I had always had back and neck pain, and the pain in early January/February didn’t seem any different. By July, soon after my 39th Birthday, and a quick trip to Thredbo, three years post my initial diagnosis, I was unusually tired, had developed shortness of breath and my neck pain had extended down my arm. With my awareness, concern and several scans came the news that I didn’t want to hear on the 1st September. The cancer had spread to my spine, my T1 vertebrae to be precise. It had been decimated by a tumour, which was pressing on my nerve. My whole world as I knew it quickly turned upside down. Emotions ran high, but my being here before got me ready for what needed to be done. I was quickly given two weeks of radiation treatment and referred to a Neurosurgeon in case I needed emergency surgery on my spine.

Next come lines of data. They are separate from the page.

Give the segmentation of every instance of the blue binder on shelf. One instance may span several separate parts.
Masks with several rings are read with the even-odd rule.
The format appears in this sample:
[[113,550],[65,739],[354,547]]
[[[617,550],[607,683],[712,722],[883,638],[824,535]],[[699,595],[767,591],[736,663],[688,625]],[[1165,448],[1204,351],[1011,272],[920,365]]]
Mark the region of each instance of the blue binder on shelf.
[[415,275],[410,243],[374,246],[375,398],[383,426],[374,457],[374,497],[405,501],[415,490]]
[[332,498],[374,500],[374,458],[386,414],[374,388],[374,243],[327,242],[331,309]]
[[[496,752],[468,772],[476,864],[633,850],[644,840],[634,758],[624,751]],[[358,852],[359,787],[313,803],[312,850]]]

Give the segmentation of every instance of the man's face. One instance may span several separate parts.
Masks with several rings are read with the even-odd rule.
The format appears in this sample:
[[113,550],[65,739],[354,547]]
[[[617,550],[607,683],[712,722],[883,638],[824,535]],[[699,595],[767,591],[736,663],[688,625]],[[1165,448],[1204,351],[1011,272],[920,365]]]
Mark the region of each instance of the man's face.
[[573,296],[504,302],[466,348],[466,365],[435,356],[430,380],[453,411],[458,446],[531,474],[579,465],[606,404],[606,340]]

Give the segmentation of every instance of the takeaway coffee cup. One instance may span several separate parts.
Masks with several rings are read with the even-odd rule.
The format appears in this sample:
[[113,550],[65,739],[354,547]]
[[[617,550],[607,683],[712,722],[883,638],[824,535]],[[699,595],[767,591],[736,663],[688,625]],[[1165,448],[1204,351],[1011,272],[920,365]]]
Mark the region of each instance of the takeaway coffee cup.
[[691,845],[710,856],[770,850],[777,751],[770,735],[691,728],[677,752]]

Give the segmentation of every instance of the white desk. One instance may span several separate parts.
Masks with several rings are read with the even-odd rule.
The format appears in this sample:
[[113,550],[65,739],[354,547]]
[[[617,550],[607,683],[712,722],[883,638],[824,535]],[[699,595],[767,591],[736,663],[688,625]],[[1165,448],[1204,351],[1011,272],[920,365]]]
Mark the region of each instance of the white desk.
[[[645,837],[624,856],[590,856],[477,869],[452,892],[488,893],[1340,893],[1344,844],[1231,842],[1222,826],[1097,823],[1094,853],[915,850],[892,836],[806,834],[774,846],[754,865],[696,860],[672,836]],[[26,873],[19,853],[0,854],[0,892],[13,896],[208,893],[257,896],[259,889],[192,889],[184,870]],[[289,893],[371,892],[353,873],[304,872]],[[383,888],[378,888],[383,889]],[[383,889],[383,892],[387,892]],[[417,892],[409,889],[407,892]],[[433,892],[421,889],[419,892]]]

What a lot of people do not know, is that the most effective treatment for estrogen positive breast cancer is to remove the estrogen from their bodies. For those of us who are not post-menopausal, we are very quickly thrown into that state. After a short course of Zoladex, a more permanent solution was taken, and in November I had my ovaries removed. Personally, for me, this was one of the most challenging and difficult decisions of my life, but I kept telling myself, it’s what is needed to be able to live with metastatic breast cancer. Post treatment, I have had difficulty sleeping. The ability to sleep thoughout the night without been woken by a hot flush seems a distant memory, one that I dearly miss. I want to say that I am brave, that I took all this in my stride. In part, I am brave, it’s hard, and difficult, and you do what you need to do to survive. The beast that is cancer doesn’t play by the rules, so drastic action is often required, and sometimes before you can fully come to terms with the challenges.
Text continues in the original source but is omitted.